The study shows that the peptide delta‑sleep‑inducing peptide (DSIP) can make rat pineal glands release more melatonin, a sleep hormone, as well as serotonin and a related compound. This effect happens at fairly high concentrations, works faster than the classic stimulant isoproterenol, and doesn’t rely on the usual adrenaline or opioid pathways.

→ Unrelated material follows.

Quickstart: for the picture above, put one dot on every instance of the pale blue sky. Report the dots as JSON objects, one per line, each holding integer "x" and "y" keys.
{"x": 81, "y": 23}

The pineal gland is known to synthesize numerous indolamines. Since delta-sleep-inducing peptide (DSIP, a tryptophan nonapeptide) is found in the pineal gland, its effect on the secretion of indolamines was investigated. DSIP stimulated melatonin (MEL), 5-methoxytryptophol (5-ML) and serotonin (5-HT) synthesis and release, whereas it did not affect pineal cyclic AMP levels. The stimulatory effect of DSIP on MEL secretion was dose dependent between 5 x 10(-6) and 10(-4) M, whereas the minimal effective concentration of DSIP on 5-ML secretion was higher than 10(-5) M. The effect of DSIP (10(-4) M) was compared to the effect of isoproterenol (ISO, 10(-6) M) on MEL and 5-HT release. ISO stimulated MEL secretion and concomitantly decreased 5-HT release. With regard to kinetic characteristics, the effect of DSIP (10(-4) M) on MEL release was faster and of shorter duration than the effect of ISO (10(-6) M; 2 and 4 h, respectively). At 10(-4) M, DSIP potentiated the ISO-induced increase of MEL secretion. The DSIP-stimulated release of MEL was not significantly altered when the pineal glands were treated with 10(-5) M propranolol (a beta-adrenergic antagonist), 10(-5) M prazosin (an alpha 1-adrenergic antagonist) or 10(-5) M naloxone (an opioidergic antagonist). This study demonstrates that the DSIP-induced secretion of indolamines from rat pineal glands may not be elicited through the well-known noradrenergic or opioid systems.